A description of the current Toaq Delta is available here.

Héıshıko chỉetoaı – Lesson 11

Kỏa da. It’s cold.
Dủ bîa súq da. Tỉshue súq núofua ba. Jỉa bâi jí baq chảı nha. It seems like you are sick. You should stay in bed. I will make tea.
Kủaq kỉe ka. Thank you.
Enı. Lỏq cháı da. Pỉe ba. Here. The tea is hot. Drink.
Jảq lôq da. It is very hot.
Mả nỏqgı moq? Pủ tûa jí nîe baq mảtu chái da. Is it delicious? I put honey in the tea.
Gỉ da. It’s good.
Mả shảo súq bâı jí baq tủzy moq? Do you want me to make soup?
Chủqkuaı bũ jí da… Jảq lôi jí baq kỏacao da. Shảo jí cêo lóqcao da. I’m not hungry… I really hate winter. I want the summer to begin.
Lảo súq rôe súq ba. Jỉa bâi múy baq nỉaopoq ba. Wait until you are well. We will build a snow figure.
Gỉ sío da. That is a good idea.
Tu cảo bı pảq sa gỉ cáo da. Nảı sêa súq ba. Every season has good parts. Now rest.
Kủaq kỉe ka. Jảq pâı súq da. Thank you. You are a very good friend.


  1. nuofua “to be a bed” has the familiar component nuo “to be asleep”, and fua “to be a piece of furniture”.

  2. Jıa “to be the case in the future” is the verb that expresses the future tense. Jỉa fâ jí “It will be the case [that I go]”, or simply “I will go”. baq chảı “tea in general”, as opposed to any particular instance of tea, is used in Bảı jí baq chảı “I make tea” because the (finished) tea does not exist prior to making it. nha is a new sentence-ending particle that indicates a promise.

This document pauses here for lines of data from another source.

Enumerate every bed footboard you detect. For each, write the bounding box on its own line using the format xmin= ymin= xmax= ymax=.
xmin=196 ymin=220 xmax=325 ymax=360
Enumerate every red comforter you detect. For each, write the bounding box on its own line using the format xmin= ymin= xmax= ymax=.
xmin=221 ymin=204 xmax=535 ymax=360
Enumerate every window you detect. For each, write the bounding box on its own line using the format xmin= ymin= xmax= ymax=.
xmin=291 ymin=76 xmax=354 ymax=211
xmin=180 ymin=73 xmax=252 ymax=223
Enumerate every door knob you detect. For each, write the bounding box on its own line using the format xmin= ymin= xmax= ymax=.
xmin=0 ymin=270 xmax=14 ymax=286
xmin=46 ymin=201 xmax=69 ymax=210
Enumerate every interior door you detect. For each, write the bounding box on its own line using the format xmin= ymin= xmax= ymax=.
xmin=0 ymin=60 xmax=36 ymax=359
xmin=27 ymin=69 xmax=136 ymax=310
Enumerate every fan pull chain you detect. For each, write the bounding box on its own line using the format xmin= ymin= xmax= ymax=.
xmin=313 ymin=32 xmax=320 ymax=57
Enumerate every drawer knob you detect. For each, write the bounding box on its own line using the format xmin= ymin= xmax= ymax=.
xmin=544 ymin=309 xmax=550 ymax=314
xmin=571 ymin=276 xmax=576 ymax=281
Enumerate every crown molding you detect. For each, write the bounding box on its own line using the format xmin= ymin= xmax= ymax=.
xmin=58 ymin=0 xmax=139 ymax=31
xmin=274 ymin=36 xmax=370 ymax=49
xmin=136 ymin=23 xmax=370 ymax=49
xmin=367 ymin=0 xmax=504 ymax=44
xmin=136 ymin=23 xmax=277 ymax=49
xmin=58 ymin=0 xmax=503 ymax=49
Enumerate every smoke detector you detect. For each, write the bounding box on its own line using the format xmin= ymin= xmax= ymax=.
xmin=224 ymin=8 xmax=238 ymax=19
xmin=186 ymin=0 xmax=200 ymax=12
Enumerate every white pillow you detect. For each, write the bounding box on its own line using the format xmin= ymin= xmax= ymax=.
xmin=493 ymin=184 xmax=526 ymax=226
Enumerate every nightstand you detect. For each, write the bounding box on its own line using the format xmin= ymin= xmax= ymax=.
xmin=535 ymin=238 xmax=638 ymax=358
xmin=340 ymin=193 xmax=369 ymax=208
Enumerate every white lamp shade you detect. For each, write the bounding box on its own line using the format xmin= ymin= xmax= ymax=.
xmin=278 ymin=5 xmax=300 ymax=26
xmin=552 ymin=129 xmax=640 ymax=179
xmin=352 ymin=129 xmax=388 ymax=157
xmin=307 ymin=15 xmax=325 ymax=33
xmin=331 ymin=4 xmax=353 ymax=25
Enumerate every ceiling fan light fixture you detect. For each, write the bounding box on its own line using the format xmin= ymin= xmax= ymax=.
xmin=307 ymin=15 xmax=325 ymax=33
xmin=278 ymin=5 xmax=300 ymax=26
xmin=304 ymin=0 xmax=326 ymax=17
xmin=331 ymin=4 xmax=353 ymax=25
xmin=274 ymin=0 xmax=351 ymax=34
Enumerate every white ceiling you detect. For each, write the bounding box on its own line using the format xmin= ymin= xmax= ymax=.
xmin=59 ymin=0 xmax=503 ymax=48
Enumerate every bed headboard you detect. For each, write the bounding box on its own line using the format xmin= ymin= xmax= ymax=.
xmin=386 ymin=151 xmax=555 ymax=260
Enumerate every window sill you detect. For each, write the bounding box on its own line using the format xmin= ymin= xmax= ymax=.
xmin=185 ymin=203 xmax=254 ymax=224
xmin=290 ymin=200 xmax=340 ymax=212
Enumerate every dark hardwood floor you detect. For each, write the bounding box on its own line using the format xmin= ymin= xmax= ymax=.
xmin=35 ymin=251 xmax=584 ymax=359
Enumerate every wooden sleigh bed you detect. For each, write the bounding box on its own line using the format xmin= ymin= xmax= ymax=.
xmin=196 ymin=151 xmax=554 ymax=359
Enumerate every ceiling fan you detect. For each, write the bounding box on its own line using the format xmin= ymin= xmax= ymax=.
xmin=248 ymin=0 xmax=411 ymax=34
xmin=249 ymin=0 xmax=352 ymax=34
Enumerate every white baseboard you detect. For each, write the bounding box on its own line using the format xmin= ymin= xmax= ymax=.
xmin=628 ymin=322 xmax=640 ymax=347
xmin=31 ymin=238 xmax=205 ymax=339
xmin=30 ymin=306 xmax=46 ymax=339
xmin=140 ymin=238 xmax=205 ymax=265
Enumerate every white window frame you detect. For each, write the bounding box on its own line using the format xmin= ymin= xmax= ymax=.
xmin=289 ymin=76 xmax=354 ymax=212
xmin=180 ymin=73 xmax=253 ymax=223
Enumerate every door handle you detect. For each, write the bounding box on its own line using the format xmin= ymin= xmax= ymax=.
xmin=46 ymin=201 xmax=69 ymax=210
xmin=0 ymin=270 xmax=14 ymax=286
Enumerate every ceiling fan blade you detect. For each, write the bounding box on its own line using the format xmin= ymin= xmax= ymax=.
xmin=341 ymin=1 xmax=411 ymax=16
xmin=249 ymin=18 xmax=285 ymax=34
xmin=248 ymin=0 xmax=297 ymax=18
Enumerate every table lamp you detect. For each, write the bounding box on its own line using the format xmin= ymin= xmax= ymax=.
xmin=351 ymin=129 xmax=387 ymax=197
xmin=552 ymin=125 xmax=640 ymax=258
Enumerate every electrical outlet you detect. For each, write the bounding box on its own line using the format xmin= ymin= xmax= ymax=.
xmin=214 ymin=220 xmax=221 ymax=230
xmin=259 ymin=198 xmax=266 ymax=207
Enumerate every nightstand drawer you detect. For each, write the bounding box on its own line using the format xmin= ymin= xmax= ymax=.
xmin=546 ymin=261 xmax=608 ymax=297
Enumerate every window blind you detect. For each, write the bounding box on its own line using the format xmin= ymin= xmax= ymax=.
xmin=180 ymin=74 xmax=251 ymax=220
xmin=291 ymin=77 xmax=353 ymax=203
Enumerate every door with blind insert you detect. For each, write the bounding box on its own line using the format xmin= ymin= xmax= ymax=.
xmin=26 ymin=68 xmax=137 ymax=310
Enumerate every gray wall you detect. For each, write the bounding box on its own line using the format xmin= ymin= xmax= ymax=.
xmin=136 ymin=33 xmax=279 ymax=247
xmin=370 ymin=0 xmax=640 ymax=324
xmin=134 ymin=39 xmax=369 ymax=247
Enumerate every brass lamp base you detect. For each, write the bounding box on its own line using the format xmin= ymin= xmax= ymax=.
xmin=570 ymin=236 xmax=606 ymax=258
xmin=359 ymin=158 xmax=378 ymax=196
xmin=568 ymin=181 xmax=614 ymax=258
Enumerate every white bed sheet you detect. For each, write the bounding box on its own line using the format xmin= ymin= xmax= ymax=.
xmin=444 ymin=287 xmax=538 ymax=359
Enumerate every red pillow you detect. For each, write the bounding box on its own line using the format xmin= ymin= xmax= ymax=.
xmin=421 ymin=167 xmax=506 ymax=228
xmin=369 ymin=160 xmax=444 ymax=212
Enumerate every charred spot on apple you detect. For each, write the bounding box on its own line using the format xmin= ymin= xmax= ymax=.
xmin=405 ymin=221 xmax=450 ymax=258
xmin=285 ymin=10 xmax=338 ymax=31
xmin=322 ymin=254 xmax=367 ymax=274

  3. Pu “to be the case in the past”, is the verb that expresses the past tense. Pủ fâ jí “I went”.

  4. The compound chuqkuaı has the familiar component chuq “to eat”, and the component kuaı “to long or hunger for”, which also appeared in the word seakuai “to be exhausted” (“to need rest”) in lesson 4. Additional examples would be pıekuaı “to be thirsty” and nuokuaı “to be tired”.

  5. baq kỏacao “winter, in general”. The words for summer and winter are loqcao, from loq “to be hot” + cao “to be a season”, and koacao, from koa “to be cold” + cao “to be a season” respectively.

  6. nıaopoq “to be a snow figure”, from nıao “to be snow” and poq “to be a person”.

  7. Naı “to be the case now” is the verb that expresses the present tense. Nảı fâ jí “I go (now)”.